Anxiety & Depresson


What is depression?

Feeling sad is an emotion all humans feel at one point. Depression is much more than feeling sad and can affect every aspect of an individual’s life. Depression effects a person’s thoughts, behaviors, and their social interactions. According to the National Alliance on Mental Illness (NAMI) approximately 17 million adults and 3.2 million children (ages 12-17) have had at least one major depressive episode in 2017.

Symptoms of Depression

Feelings of:                

  • Sadness
  • Hopelessness
  • Irritability
  • Frustration
  • Wanting to die    

Loss of interest in

  • Seeing friends
  • Engaging in activities
  • Self-care
  • Maintaining hygiene

Changes in:

  • Appetite
  • Sleep
  • Concentration
  • energy levels
  • Work ethic

These symptoms are extremely hard to cope with and can have devastating effects if left untreated. Depression affects not only the life of the individual but for their friends and family. It can be very painful to see a love one struggle and feel helpless. Depression is treatable, getting connected to treatment and having a great support system.

What is anxiety?

We all experience anxiety from time to time, which can be beneficial depending on the circumstance. If there is a big exam coming up, anxiety may make us study harder; when we have huge decisions (e.g. picking a college to attend, buying a car) anxiety can help us contemplate the outcome instead of acting impulsively. Though anxiety can help us, having too much anxiety can become overwhelming. Anxiety can make everyday tasks feel impossible to accomplish.

Symptoms of Anxiety


  • Increased heart rate
  • Gastrointestinal distress
  • Restlessness
  • Dizziness
  • Shortness of breath
  • Chest pain
  • Sweating/feeling hot


  • Excessive worrying
  • Feelings of impending doom
  • Difficulty concentrating
  • Rumination
  • Irritability
  • Poor memory


  • Avoidance behavior
  • Obsessive or compulsive behavior
  • Fear of leaving your home
  • Distress is social situations
  • Phobic behavior

Anxiety disorders effects 18.1% of the population (40 million adults) across the United States, making it the most common mental illness in people 18 years or older. Roughly 2.5 million children (7.4% of children ages 3-17).

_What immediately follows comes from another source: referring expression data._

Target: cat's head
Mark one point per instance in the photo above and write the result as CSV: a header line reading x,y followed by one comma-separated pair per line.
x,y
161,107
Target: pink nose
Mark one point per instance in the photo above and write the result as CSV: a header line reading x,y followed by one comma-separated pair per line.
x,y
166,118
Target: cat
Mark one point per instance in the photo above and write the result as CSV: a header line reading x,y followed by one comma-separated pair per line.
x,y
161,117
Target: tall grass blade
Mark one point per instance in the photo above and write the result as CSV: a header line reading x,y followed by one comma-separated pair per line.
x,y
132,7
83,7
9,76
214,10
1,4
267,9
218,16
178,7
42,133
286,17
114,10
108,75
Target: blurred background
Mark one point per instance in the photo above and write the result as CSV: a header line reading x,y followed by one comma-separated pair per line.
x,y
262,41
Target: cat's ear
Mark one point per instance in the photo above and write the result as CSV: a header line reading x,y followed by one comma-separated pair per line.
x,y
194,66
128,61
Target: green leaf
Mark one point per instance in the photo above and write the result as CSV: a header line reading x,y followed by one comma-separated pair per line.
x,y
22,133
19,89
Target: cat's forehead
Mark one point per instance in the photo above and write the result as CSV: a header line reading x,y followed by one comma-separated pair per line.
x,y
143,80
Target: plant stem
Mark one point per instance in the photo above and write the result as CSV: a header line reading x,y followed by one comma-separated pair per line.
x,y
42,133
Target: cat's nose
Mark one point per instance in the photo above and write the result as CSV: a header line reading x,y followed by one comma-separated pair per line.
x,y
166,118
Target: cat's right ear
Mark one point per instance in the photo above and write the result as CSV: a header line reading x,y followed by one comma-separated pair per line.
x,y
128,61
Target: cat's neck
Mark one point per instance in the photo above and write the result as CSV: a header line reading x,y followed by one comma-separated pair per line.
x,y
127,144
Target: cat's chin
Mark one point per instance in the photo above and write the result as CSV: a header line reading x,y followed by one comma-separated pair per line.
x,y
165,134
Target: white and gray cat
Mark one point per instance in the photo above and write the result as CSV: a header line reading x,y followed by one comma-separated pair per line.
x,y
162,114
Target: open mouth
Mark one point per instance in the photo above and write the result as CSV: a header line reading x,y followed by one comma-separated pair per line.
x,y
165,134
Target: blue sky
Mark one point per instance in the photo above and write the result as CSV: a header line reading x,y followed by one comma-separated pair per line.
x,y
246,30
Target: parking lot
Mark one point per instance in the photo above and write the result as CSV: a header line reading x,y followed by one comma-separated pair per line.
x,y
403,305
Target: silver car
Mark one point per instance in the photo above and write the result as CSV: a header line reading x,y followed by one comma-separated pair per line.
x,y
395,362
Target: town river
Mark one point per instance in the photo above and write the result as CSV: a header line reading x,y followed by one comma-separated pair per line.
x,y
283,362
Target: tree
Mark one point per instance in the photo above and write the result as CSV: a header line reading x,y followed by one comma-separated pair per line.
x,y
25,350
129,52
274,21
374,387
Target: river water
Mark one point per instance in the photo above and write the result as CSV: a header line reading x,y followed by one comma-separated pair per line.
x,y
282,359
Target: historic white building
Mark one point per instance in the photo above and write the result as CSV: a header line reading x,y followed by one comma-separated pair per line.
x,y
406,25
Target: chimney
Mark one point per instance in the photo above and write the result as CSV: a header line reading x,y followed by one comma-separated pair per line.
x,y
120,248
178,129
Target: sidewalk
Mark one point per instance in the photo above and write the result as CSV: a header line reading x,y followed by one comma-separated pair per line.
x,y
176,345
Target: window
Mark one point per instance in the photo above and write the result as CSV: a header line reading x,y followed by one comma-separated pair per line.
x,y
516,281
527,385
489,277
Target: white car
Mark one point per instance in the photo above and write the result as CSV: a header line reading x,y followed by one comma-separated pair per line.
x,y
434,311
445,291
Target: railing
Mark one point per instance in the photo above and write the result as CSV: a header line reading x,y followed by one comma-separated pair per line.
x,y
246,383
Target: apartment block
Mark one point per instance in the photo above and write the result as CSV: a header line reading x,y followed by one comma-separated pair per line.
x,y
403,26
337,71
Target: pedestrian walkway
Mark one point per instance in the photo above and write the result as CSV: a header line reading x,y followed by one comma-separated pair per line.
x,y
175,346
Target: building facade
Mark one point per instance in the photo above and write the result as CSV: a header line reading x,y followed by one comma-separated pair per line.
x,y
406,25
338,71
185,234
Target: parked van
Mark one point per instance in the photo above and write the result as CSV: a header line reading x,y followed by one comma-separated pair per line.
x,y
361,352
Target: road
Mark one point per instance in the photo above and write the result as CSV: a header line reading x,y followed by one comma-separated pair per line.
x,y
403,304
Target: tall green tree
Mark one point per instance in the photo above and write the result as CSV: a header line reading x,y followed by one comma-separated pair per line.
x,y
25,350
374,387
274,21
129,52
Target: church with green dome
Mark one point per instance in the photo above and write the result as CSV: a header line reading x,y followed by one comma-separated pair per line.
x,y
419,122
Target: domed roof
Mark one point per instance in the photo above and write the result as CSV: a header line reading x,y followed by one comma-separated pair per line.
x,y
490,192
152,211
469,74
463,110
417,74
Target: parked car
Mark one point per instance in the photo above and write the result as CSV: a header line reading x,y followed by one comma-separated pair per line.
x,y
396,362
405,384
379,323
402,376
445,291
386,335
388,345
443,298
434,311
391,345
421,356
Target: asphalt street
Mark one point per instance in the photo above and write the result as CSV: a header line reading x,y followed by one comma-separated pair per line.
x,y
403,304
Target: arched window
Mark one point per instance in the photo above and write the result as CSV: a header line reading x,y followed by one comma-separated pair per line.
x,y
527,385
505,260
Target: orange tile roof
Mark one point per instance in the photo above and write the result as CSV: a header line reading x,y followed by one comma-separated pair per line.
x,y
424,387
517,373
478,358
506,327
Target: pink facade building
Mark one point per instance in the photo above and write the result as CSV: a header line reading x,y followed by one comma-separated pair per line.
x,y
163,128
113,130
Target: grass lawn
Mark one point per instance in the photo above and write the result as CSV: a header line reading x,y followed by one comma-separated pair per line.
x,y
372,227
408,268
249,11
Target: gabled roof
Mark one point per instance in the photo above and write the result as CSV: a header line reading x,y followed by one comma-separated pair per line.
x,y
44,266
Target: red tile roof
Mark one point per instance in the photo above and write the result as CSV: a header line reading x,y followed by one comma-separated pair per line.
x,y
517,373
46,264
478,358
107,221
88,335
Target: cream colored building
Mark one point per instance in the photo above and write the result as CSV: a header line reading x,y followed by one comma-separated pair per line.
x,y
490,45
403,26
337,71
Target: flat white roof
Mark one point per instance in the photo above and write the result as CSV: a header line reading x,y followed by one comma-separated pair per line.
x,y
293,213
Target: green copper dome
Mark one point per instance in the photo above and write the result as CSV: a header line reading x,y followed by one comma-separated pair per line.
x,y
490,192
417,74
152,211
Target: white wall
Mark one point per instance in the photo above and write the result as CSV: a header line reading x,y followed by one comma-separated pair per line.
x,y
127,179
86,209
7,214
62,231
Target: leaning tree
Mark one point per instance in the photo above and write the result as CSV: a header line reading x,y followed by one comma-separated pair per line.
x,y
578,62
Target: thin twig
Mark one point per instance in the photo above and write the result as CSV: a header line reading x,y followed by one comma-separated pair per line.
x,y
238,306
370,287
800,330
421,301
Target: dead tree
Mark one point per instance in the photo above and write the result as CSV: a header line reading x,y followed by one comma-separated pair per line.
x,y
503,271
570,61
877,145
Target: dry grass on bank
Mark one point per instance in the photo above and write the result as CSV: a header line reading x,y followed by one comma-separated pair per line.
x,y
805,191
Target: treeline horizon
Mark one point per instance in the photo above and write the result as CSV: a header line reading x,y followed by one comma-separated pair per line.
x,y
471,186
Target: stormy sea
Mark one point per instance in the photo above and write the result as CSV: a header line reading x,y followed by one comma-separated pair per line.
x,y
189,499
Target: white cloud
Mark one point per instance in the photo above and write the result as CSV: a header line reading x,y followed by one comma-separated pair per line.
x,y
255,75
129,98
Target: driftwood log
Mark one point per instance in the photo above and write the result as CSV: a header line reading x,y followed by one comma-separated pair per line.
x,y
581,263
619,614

Mental health and the disabled community

Everyone can experience mental health illness though individuals with physical or intellectual disabilities are at higher risk. A study published in 2020 states that about 17.4 million adults with a disability experience mental distress (defined as 14 out of 30 mentally unhealthy days) 4.6 more often than individuals that do not have a disability. According to the study, adults with disabilities report experiencing anxiety and depression more often than those who do not have a disability.

The study found that having access to care (for mental or medical health) and not being able to afford care were contributing factors that increased mental distress.

Where can I apply for health care?

  • Check out the Medicaid & Children’s Health Insurance Program’s (CHIP) website to see if you qualify.
  • If you do not qualify for Medicaid, you can apply for low cost on the Marketplace.
  • You can also check to see if you qualify for Supplemental Security Income.
  • Medicaid programs have been expanded, so if you have been denied before, you may qualify now.

Fact vs Fiction

Fiction- Children cannot have mental health issues

Fact—Children can show signs of mental illness. Half of all mental disorders produce symptoms in children before they are 14 years of age. Early intervention can help.  

Fiction- People with a mental health diagnosis cannot work, have a family, or enjoy life.

Fact—Most people with a mental health condition can live an extremely fulfilled life with the right support and treatment.

Fiction- Only people who are weak have mental health struggles.  

Fact—anyone, regardless of income, social status, education, or ethnicity can struggle with mental illness.

Fiction- People who are depressed/anxious can “snap out of it.”

Fact—People with depression or anxiety need mental health treatment, just as someone with a broken arm needs medical treatment. Telling someone to “snap out of it” invalidates how they feel and can even make them feel worse. Depression and anxiety are not a choice.